Les Français ont été battus 1-0 dans le temps additionnel. "Un but anecdotique" selon leur sélectionneur René Girard puisqu'un nul vierge les éliminait tout autant, en raison du score de l'aller à Caen (1-1). Et pour les joueurs, les regrets sont normands. Les Bleuets avaient pourtant fière allure depuis l'été. Dans leur mini-groupe de qualifications, ils avaient balayé l'Ecosse chez elle (3-1 à Aberdeen) avant de se défaire tranquillement de la Slovénie à Amiens (2-0). Fort de ces succès, le groupe de René Girard dégageait une certaine confiance. Car malgré la défection de cadres, atteints par la limite d'âge (Faubert, Ribéry, Toulalan), le technicien pouvait compter sur la prometteuse classe d'âge née en 1987 (Benzema, Nasri, Matuidi, Dia).

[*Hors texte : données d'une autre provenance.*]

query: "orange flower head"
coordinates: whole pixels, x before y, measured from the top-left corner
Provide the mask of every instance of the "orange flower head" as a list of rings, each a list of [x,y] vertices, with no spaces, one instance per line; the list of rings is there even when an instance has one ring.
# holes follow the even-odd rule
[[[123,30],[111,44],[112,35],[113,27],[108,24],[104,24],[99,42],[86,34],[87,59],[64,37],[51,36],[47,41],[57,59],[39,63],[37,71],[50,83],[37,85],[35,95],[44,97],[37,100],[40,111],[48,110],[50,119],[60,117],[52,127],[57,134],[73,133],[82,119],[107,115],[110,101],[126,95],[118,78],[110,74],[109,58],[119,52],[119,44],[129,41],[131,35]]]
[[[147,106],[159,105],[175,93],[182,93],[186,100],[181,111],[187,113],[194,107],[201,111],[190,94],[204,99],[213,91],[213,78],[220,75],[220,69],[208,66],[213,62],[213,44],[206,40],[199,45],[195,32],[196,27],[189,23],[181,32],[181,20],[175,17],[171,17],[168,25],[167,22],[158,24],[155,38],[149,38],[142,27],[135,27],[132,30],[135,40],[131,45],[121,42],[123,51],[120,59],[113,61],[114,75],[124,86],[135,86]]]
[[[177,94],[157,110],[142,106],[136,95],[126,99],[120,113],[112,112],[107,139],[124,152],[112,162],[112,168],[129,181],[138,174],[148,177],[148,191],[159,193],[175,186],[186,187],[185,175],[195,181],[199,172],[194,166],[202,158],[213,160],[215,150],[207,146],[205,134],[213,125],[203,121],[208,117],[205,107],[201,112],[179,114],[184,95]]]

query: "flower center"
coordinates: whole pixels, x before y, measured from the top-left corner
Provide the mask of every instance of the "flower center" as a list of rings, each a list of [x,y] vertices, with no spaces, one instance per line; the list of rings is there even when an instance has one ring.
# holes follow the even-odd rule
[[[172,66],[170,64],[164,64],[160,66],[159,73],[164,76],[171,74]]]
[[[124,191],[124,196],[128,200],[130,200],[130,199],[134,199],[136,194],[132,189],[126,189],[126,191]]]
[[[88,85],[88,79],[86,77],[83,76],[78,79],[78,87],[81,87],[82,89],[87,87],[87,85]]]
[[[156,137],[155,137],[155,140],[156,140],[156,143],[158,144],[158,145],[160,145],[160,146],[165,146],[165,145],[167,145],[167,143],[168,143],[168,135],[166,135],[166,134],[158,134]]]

"La mayonnaise a pris", pouvait-on entendre auprès des Bleuets amalgamant quatre générations. Pas sûr. Karim Benzema a été titularisé quatre fois sur cinq, mais à quatre postes différents. Sa force de pénétration, mêlant vitesse et technique léchée, n'aura pas eu en Espoirs la même efficacité qu'à Lyon. Le choix de Girard de faire jouer Blaise Matuidi sur le flanc gauche de l'entrejeu mercredi, lui qui joue milieu axial à Troyes, peut également laisser sceptique. Et Samir Nasri, qui s'est démené, a rarement trouvé Jimmy Briand, esseulé en pointe.
Bête noire
Girard laissait poindre son amertume après l'élimination: "Pour moi, il n'y avait pas photo sur le potentiel" entre les deux équipes. Il est vrai que ses hommes ont fait le jeu sur les deux matches, monopolisant le ballon et campant chez l'adversaire. A l'image de leurs aînés bleus samedi dernier en Ecosse... Beau potentiel en effet, si l'on songe à Lassana Diarra, justifiant pleinement son recrutement par Chelsea, à Yohan Gouffran côté droit ou à la solide charnière centrale Zubar-Bourillon devant un Steve Mandanda impérial. La déception n'en est que plus aiguë, muée en "honte" dans la bouche de Ronald Zubar.
Si le Marseillais a marqué ses deux buts en Espoirs contre Israël, c'est cette nation qui a infligé aux Bleuets de l'ère Girard (depuis l'été 2004) leurs deux seules défaites en match officiel dans le temps réglementaire (3-2 en mars 2005, déjà à Herzelya). Plus qu'une élimination, le coup de massue israélien signe surtout la fin d'une histoire, celle incarnée par le duo Sinama-Pongolle/Le Tallec. Les Espoirs débuteront les matches amicaux de 2007 amputés des générations 1984 et 1985, soit 13 des 19 joueurs présents à Herzelya mercredi. Et sept défenseurs sur sept. Le chantier est ouvert.